# Voltage for running magnatraction and G+ cars?



## martybauer31 (Jan 27, 2004)

So my home track is using a variable power supply, and not the Tomy wallwarts. I know that I run G-Jets at 12 Volts, fray cars at 20, my G3 superstocks at 18.

My question is, what is the recommended voltage for the magnatraction and G+ cars? What is the voltage that the wall warts were set at with these old sets? I have tried running them at 18 volts and they just seem way faster than I remember as a kid and they are really tough to drive. I was able to run them round and round on my little AFX 12 foot crossover as a kid, but can't keep them on now on my 45 feet of track. I know I am older and maybe my trigger finger is a little slower, but geez, I'm 37, it can't be that bad yet.  

If anyone has a good answer for me that would be great.

Thanks!


----------



## dlw (Aug 17, 1999)

18V works well for Afx/XT cars, as well as G+'s


----------



## BRS Hobbies (Feb 16, 2006)

I like to run the X-Traction slot cars at 16 volts.

Best regards,
Brian


----------



## Bill Hall (Jan 6, 2007)

*Oh Marty, Not you too!*

I'm guessing your tuning skills are much improved since your youth and much like me, the old eye to hand thing is rearing it's ugly head! 37? Egads, I wish! I got hangnails older than that.  Hows the weather on the convergent plateau? Just today we've returned to 45 degrees, grey and raining on the westside- blecccc! At least I dont have to shovel it. Looking forward to coming up and meeting the crew at your next event. I'm gonna try and drag Jerry along too!


----------



## martybauer31 (Jan 27, 2004)

Bill, yeah, that is a lot of it, better tuning, slower reflexes. When I was a kid, they didn't get oiled, shoes didn't get changed, or tires, I just ran them until they didn't anymore. =) Maybe that's why they were slower... 

I tried running them at 16 volts like Brian mentioned and they were a lot more drivable, seems like a pretty good setting to me.

As for weather, Maple Valley is just about done with the snow on the ground, we still have a snowman hanging on for dear life inthe fron yard though. You definitely need to come to Deans place next month for the race, he has a great track and it's always a good time!


----------



## mikeponiatowski (Jan 24, 2006)

martybauer31 said:


> Bill, yeah, that is a lot of it, better tuning, slower reflexes.
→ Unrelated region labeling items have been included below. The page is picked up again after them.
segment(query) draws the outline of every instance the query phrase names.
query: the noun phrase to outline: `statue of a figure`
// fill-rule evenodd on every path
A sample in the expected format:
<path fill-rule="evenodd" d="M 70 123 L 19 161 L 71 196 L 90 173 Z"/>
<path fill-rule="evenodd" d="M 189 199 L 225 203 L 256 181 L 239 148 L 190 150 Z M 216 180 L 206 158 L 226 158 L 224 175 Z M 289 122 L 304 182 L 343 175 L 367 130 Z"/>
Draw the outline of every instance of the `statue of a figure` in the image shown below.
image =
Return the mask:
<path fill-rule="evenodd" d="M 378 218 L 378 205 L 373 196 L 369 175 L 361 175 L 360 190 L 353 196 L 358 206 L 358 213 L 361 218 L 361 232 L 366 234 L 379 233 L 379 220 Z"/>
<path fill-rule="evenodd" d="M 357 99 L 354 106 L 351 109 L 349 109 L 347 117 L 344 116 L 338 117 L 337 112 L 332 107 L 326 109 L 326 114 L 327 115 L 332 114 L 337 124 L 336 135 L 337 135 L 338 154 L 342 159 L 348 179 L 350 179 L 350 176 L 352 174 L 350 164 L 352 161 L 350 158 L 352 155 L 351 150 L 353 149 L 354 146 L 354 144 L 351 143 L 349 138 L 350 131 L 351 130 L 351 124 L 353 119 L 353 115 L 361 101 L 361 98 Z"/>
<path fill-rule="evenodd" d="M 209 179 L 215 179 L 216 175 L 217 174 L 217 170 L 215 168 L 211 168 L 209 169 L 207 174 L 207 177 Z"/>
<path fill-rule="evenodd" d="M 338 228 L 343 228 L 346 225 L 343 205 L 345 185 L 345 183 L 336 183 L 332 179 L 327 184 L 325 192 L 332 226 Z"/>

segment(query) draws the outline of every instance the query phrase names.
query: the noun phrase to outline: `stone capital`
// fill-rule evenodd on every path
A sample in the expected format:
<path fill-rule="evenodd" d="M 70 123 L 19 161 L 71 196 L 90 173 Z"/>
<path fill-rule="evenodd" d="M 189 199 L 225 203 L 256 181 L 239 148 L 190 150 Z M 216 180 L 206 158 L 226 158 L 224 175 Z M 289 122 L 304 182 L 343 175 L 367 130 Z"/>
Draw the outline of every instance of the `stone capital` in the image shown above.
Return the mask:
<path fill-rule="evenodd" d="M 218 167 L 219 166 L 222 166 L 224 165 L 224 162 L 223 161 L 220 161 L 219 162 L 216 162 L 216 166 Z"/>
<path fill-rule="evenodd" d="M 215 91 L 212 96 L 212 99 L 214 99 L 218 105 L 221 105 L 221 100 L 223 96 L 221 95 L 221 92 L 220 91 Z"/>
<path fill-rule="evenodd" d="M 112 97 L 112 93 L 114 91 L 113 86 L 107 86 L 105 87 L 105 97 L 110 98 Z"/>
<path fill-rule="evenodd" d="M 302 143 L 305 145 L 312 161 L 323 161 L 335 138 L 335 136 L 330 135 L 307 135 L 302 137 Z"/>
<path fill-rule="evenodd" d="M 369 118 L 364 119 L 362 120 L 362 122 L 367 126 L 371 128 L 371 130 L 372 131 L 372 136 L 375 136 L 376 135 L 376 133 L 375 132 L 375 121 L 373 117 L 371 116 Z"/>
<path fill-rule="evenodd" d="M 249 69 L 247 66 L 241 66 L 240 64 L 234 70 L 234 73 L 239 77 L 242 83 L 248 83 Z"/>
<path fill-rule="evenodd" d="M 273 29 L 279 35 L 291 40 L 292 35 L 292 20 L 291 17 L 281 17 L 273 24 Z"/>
When I was a kid, they didn't get oiled, shoes didn't get changed, or tires, I just ran them until they didn't anymore. =) Maybe that's why they were slower...
> 
> I tried running them at 16 volts like Brian mentioned and they were a lot more drivable, seems like a pretty good setting to me.
> 
> As for weather, Maple Valley is just about done with the snow on the ground, we still have a snowman hanging on for dear life inthe fron yard though. You definitely need to come to Deans place next month for the race, he has a great track and it's always a good time!


 I have had this same question for a while and after reading this thread. I had been running at 18 volts for quite a while and the cars seemed way too fast. I spent some time last night with my G+ cars experimenting with voltage. I agree with all the 16 volts for Aurora G+ provides the best combination of speed and handling. 

Thanks to all.


----------



## Scafremon (Dec 11, 2006)

Here are my thoughts:

My Tomy wall warts put out 20.5 volts with no load (no cars running).

The wall wart is rated 7VA (Volts x Amps = 7), so when a car is drawing current, the voltage drops accordingly, and the 7VA is not exceeded.

If a G+ draws anywhere from 1 to 4 amps, then the wall wart is providing it with a voltage range of 7 volts to 1.75 volts, to maintain the 7VA output from the power supply.

With a constant 18 volts, the car will be getting anywhere from 18VA to 72VA.

I think the above is correct, but I could be wrong.


----------



## mikeponiatowski (Jan 24, 2006)

I agree it would be difficult to run tests at variable voltages with wall warts.

My test on the G+ cars was done using a variable Trakmate power supply (1 - 30 volts, 10 amp) used on a 38 foot four lane track so there was no guesswork regarding voltage.


----------